Risk assessments are conducted to determine if a chemical found in the environment is harmful to public health; for example, answering questions such as "does chemical 'x' promote cancer?" Conducting an impartial analysis of chemicals is thus critical to ensure that public policies reflect the best available scientific evidence. Unfortunately, the process of retrieving, extracting, and analyzing findings reported in scientific literature is time consuming and can delay when policies are updated to reflect new evidence.

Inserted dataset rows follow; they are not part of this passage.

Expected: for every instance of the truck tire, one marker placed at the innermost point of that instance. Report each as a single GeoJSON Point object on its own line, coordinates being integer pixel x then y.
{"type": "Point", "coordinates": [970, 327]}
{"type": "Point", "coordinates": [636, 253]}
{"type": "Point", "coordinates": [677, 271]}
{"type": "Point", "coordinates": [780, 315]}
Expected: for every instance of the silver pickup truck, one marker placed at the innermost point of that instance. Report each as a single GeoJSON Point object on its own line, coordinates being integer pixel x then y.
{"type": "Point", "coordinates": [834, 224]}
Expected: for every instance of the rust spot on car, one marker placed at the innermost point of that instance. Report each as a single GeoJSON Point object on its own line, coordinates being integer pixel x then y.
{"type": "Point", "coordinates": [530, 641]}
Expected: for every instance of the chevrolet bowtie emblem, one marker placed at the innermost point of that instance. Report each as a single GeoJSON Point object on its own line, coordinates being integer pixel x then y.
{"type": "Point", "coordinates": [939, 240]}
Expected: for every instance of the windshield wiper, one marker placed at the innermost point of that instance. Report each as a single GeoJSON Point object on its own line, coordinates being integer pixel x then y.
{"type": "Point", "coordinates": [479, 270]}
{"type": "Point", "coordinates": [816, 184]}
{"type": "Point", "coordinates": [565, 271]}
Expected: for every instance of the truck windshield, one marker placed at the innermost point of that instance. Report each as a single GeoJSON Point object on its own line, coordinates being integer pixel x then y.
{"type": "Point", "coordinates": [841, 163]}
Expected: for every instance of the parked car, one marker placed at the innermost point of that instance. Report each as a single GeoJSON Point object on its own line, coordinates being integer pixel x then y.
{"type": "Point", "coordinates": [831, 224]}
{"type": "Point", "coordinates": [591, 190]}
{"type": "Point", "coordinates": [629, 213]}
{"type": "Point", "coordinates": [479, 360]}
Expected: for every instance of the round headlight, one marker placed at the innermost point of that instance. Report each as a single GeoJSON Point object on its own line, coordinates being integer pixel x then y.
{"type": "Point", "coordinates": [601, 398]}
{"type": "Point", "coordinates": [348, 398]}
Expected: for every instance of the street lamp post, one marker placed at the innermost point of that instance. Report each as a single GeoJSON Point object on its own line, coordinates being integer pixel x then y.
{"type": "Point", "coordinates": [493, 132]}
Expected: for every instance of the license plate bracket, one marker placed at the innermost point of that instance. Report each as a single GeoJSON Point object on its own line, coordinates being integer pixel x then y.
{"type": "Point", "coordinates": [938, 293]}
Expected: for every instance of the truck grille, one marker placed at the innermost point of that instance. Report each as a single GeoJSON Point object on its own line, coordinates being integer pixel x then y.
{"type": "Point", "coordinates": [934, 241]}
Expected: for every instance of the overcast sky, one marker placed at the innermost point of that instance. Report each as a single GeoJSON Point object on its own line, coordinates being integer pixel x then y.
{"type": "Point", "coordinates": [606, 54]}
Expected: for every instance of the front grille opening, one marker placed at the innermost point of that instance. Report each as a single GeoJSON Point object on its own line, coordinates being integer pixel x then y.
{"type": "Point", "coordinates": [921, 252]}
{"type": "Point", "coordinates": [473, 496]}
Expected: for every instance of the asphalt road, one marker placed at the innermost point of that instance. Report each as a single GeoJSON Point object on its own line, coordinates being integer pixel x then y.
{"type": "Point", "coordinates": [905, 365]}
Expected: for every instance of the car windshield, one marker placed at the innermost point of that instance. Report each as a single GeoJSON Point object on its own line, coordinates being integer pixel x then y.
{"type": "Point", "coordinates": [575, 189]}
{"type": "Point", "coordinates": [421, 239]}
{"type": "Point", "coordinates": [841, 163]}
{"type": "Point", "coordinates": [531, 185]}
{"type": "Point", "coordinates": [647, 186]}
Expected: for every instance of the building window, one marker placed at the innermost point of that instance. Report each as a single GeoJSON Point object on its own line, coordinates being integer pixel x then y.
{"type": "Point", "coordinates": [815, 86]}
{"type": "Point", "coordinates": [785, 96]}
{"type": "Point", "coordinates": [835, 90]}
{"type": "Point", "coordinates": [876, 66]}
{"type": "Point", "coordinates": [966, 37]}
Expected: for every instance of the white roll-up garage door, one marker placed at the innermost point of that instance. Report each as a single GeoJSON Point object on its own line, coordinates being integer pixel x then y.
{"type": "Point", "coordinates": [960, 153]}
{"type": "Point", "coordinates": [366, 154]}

Professor Catherine Blake and Jodi A. Flaws, professor of comparative biosciences at the University of Illinois, have developed an automated approach that moves beyond the retrieval of relevant literature to the extraction step of the information synthesis process. In a recent study of cell death and proliferation—two fundamental hallmarks of cancer—they demonstrate how simply counting the number of outcomes shows a very different picture than focusing on how key outcomes have changed.
"Systems currently just focus on the retrieval step, and if you base decisions solely on the number of abstracts retrieved, you would make the wrong decision," said Blake. "You have to look at the directionality of the evidence."
The natural language processing (NLP) system that Blake developed scales to over 400,000 abstracts and identifies the directionality of evidence (refuting, neutral, or supporting) for 27 different chemicals. Their approach automates the extraction step, providing researchers with waffle plots that visually present the distribution of supporting, neutral, and refuting evidence for each chemical. For example, in the waffle plots below, chemical 1 has more refuting evidence whereas chemical 22 has more supporting evidence.
This automated approach provides researchers with important detail that is missing in existing automated systems, which is closer to the manual processes used in decision-making, and also maintains the level of transparency needed in a public policy setting. Blake and Flaws' study, "Using semantics to scale up evidence-based chemical risk-assessments," was recently published in the peer-reviewed open access journal PLOS One.
Blake's research seeks to accelerate science and inform policy by automatically extracting and summarizing claims reported in the scientific literature. She holds a PhD and MS in information and computer science from the University of California, Irvine, and an MS and BS in computer science from the University of Wollongong, Australia.